Rafeiro de segundo plano
Afonso Loureiro
Sempre que vejo um filme antigo dou por mim à procura do rafeiro de segundo plano, o cão que consegue, como que por artes mágicas, intrometer-se nas cenas mais sérias.
Pode parecer inacreditável, mas poucos são os filmes até meados do século passado com cenas rodadas no exterior em que não haja um cão de ar perdido a passear atrás dos actores, ignorando as barreiras impostas aos peões e, com todo o desplante, cheirar os locais dos quais é habitualmente corrido. As pessoas, espectadores e técnicos, prestam atenção à rodagem do filme. O cão é invisível por uns minutos.
Quase sempre, deixo de prestar atenção à história e tento imaginar o que fará o cão a seguir.
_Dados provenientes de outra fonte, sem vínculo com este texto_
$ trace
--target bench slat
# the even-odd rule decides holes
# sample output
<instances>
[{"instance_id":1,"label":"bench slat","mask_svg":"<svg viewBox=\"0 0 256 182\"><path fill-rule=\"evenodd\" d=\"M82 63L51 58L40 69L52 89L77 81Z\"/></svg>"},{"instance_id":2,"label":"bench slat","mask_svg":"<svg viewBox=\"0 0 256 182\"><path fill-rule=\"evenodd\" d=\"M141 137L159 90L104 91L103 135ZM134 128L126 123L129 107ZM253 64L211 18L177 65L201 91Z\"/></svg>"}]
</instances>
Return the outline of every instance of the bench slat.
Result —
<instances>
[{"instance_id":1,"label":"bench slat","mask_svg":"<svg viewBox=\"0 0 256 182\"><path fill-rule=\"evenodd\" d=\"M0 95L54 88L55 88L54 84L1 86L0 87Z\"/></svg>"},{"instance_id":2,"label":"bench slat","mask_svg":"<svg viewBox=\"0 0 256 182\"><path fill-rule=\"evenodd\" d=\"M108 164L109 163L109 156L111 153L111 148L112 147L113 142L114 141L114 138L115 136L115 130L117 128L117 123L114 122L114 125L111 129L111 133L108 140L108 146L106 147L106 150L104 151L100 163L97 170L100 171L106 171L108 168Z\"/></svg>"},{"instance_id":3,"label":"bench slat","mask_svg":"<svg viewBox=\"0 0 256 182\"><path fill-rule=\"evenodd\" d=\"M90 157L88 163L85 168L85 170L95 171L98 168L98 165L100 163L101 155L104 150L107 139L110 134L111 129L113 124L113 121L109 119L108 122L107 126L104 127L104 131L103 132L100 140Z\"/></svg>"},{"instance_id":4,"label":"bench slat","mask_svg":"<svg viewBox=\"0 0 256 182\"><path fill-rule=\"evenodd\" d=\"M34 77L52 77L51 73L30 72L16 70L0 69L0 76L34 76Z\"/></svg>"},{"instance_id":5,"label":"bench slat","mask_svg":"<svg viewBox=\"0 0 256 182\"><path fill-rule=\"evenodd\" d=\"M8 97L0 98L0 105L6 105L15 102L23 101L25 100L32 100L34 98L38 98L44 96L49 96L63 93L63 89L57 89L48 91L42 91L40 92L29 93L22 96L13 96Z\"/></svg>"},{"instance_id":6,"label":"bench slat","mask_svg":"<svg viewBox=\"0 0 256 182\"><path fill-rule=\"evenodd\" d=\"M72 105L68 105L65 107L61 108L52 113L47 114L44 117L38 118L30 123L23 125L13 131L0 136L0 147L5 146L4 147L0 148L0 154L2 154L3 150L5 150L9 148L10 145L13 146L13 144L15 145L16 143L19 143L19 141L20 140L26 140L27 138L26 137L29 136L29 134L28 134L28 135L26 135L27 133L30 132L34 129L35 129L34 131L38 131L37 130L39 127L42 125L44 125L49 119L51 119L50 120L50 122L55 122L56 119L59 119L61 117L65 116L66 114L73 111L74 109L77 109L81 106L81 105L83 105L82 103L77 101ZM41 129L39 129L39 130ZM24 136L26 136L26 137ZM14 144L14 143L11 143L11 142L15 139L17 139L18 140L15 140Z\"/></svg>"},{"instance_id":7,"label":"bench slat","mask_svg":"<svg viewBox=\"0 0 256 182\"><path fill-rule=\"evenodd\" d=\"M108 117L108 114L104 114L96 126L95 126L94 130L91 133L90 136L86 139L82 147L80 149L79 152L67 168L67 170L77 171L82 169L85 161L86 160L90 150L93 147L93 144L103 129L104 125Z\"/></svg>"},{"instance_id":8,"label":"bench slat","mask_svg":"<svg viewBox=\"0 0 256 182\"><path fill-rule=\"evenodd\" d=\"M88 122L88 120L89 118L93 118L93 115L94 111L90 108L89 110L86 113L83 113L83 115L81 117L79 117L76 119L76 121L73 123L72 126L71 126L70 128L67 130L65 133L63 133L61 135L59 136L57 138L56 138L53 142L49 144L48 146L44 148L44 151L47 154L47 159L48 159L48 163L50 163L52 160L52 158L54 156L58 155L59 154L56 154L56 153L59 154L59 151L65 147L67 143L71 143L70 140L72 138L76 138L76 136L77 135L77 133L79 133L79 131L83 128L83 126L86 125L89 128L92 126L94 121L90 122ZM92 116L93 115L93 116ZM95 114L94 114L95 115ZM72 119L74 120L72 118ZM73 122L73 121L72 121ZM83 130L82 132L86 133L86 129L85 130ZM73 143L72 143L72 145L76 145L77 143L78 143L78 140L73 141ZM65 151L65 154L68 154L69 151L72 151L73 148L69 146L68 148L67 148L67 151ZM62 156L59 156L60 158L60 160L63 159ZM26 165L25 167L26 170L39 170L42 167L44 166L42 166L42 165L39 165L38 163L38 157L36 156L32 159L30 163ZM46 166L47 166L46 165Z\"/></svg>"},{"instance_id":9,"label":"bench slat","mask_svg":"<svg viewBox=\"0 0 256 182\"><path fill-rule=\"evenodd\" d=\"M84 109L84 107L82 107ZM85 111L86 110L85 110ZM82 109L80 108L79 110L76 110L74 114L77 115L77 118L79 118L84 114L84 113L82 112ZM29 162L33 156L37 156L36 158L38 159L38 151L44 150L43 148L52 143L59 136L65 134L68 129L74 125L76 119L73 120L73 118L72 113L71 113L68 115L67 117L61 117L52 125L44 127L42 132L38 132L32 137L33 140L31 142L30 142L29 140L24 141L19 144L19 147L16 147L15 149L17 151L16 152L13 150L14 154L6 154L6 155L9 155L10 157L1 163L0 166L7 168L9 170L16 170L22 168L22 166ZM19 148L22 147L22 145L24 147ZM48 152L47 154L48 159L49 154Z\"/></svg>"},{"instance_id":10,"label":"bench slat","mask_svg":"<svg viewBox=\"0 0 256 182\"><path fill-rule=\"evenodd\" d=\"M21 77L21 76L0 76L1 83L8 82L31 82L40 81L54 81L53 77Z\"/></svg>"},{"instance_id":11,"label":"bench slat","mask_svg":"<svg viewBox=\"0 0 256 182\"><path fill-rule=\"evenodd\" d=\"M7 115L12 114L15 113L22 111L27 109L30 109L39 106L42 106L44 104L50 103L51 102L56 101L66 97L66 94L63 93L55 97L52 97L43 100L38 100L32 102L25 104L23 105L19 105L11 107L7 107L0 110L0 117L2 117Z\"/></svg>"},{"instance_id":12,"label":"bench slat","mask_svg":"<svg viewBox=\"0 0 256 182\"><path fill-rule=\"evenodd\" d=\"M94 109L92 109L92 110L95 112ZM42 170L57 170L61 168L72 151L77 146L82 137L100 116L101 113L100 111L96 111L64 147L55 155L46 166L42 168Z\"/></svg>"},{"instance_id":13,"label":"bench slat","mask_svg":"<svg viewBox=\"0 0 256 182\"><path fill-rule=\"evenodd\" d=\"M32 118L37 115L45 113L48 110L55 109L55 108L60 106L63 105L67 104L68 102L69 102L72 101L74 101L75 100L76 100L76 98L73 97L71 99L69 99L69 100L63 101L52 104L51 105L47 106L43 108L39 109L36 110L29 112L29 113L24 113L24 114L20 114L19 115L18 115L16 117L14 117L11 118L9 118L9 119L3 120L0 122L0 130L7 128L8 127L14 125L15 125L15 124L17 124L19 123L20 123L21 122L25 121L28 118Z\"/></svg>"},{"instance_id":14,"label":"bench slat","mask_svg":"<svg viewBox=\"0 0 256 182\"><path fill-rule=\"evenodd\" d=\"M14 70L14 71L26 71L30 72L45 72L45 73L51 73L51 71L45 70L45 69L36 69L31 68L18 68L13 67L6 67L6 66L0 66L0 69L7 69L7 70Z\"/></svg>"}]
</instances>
Pormenores destes, que dão uma autenticidade absoluta ao cenário, estão fora do alcance do melhor cenógrafo, a menos que esteja disposto a convencer o realizador a contratar um cão amestrado que não comprometa o trabalho dos restantes actores.
«Vidas sem rumo» (1956), de Manuel Guimarães, com Artur Semedo como Meia Lua e respectivo rafeiro de segundo plano
Nos filmes rodados em estúdios sem cenografia mais evoluída que um fundo de cor uniforme para mais tarde ser substituído por imagens de computador, estas quatro patas de espontaneidade estão ausentes. Não seria má ideia sugerir que incluíssem a rotina de rafeiro avulso para compôr as cenas. Mal por mal, o resto é quase tudo animação digital.